One Hundred Years of Solitude: People's loneliness is longer than life! Jing Kaixuan read the classic

Let me parody the opening line of One Hundred Years of Solitude: "Many years from now, looking back on contemporary literature, people will be reminded of the mid-1980s, when they first became aware of South American fiction."

At that time, the novel creation was still focusing on the fate of the group, and the translation of various foreign literary schools opened the eyes of writers, but because of the lack of the tradition of taking the self as the object of reflection, writers were unlikely to express the existence of the individual, and "One Hundred Years of Solitude" gave them inspiration, that is, they can write the family history of several generations along the road of the fate of the group.

The old is the modern, and there is no better story to write about a group's doomed fate and inexplicable fears than the story of an ancient family.

Gabriel Garcia Marquez was born in 1927 in Aracataca, a small coastal town in Magdalena, Colombia. He lived with his maternal grandparents as a child. He moved to Sucre with his parents in 1936. He was admitted to the National University of Bogota in 1947.

In 1948, he dropped out of school due to the Civil War and entered the newspaper industry. He began to publish literary works in the 1950s. Moved to Mexico in the early 1960s. One Hundred Years of Solitude was published in 1967. He was awarded the Nobel Prize for Literature in 1982.

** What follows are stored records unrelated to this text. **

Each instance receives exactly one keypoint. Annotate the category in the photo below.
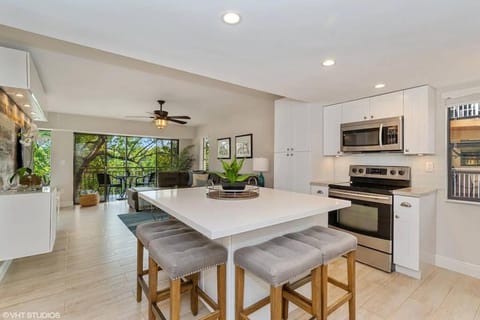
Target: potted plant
(231, 178)
(26, 177)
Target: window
(464, 152)
(127, 160)
(42, 154)
(205, 153)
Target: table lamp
(260, 165)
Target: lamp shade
(260, 164)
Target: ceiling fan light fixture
(160, 123)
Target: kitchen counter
(239, 223)
(223, 218)
(416, 192)
(324, 183)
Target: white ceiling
(85, 81)
(279, 45)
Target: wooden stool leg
(194, 294)
(351, 284)
(152, 286)
(222, 290)
(175, 286)
(317, 292)
(139, 269)
(285, 309)
(276, 303)
(239, 291)
(324, 294)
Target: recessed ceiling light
(328, 62)
(231, 18)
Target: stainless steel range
(370, 218)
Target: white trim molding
(466, 268)
(4, 265)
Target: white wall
(256, 118)
(458, 224)
(63, 127)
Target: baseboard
(466, 268)
(64, 204)
(4, 265)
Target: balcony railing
(465, 184)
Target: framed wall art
(244, 146)
(223, 148)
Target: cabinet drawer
(321, 191)
(406, 204)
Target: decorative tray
(217, 192)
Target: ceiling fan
(160, 117)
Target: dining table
(243, 222)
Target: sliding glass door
(111, 164)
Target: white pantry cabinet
(292, 126)
(28, 223)
(377, 107)
(414, 232)
(332, 118)
(419, 120)
(292, 171)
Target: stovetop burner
(376, 179)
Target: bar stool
(276, 262)
(333, 244)
(147, 232)
(185, 255)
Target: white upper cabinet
(419, 120)
(357, 110)
(387, 105)
(292, 126)
(332, 118)
(378, 107)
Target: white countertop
(414, 191)
(222, 218)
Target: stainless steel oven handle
(380, 136)
(360, 196)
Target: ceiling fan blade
(180, 117)
(139, 117)
(176, 121)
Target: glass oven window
(464, 152)
(359, 217)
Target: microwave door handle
(380, 135)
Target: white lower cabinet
(292, 171)
(414, 226)
(27, 223)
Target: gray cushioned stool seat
(332, 243)
(278, 260)
(187, 253)
(153, 230)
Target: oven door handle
(380, 135)
(353, 195)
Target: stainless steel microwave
(373, 135)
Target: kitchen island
(239, 223)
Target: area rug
(133, 219)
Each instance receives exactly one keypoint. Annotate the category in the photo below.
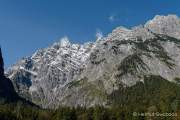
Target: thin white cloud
(113, 18)
(99, 34)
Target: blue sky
(27, 25)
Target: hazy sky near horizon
(27, 25)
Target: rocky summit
(85, 75)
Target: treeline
(138, 102)
(23, 112)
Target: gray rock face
(72, 74)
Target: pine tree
(1, 64)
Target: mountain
(86, 75)
(8, 94)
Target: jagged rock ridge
(71, 74)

Marquez is indeed a good storyteller, and "One Hundred Years of Solitude" begins with the memories of Aureliano Buendia and follows the fortunes of one family for seven generations.

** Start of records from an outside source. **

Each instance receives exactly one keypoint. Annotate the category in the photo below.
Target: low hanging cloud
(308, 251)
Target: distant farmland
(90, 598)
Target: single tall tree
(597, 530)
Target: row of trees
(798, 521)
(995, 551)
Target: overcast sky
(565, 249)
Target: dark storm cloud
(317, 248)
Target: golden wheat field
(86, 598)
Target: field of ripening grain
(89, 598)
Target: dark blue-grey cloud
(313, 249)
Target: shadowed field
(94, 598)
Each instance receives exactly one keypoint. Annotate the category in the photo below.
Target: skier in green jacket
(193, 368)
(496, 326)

Jose Arcadio Buendia was a first-generation patriarchate, married to his cousin Ursula, who, according to legend, would give birth to pig-tailed children, refused to sleep with Ursula, and Buendia, unable to bear the taunts of the villagers, killed him in a fight, and with his wife and followers, crossed the mountains to the coast in search of a new settlement, Eventually they settled down by a small river and built a village, which they named Macondo.

Jose Arcadio Buendia led the men in farming and breeding, and the village slowly became a town. However, Buendia was always fascinated by all the strange things, he believed in the alchemy of the Gypsy Melchiades, and stayed at home all day thinking about various scientific inventions, teaching children to read and write, and telling them about the wonders of the world.

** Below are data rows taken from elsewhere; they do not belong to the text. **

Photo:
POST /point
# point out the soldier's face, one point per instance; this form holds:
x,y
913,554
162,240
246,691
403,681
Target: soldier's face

This miracle actually happened all around, first in the Buendia family, and then in the whole village, insomnia and amnesia, which, according to Melchiades, is "the forgetting of death." It is the inescapable fate of mankind that generations of people are happy in this world only because they forget about death.

The fate of each member of the Buendia family is similar, and the seven generations of men in the family have adopted similar names, either called Aureliano or Arcadia, making it difficult for the reader to remember their names, and their personalities are the same, all of them full of passion, rebellious, and daring.

The women of the family are all proud and capricious, and the hot passion in their hearts often drives them to do crazy things. Amaranta and Rebeca, the adopted daughter of the family, fall in love with the same man, and though neither of them gets what they want, they become lifelong enemies.

Such family novels are often set against a backdrop of a big political event that would otherwise fall into triviality, and the big event in One Hundred Years of Solitude is the war between liberals and conservatives. Jose Arcadio, the second eldest son of the Buendia family, was expelled from his home by his mother Ursula for living with Rebeca.

The second son Aureliano joins the liberal army, rises to the rank of colonel, leads the army to the north and south, is arrested by the government army, and at the execution site, he recalls the scene when his father took him to see the ice as a child, echoing the opening line of the novel: "Many years later, facing the firing squad..."

This famous opening often gives the reader the illusion that Colonel Olano will be killed by a gun, but in fact, the colonel's death is a long time away in the novel. Jose Arcadio appeared to rescue him, and shortly after rescuing his brother, he died suddenly in his home of unknown causes. This passage in particular is characteristic of the magic of the whole novel:

Jose Arcadio had just closed the door when a sudden roar of a gun shook the whole house.

A stream of blood flowed from under the door, through the drawing-room, out of the house and into the street, down the uneven pavement, down the steps, up the stone railing, down the Avenue Turk, turning first to the left, then to the right, then to the Buendia house at a right Angle,

It flowed under the closed door, next to the corner so as not to spoil the carpet, through the reception room, through another room, around the dining table in a great arc, through the gallery of begonia flowers, under Amaranta's chair where Aureliano Jose was giving math lessons, into the barn, and finally into the kitchen, There Ursula was preparing to break thirty-six eggs for bread.

Rabelais had similarly exaggerated depictions of male dogs in heat urinating in the street, creating a stream, but Marquez's description was different, more bloody than Rabelais's humor, and this is the difference between the previous era and the current era.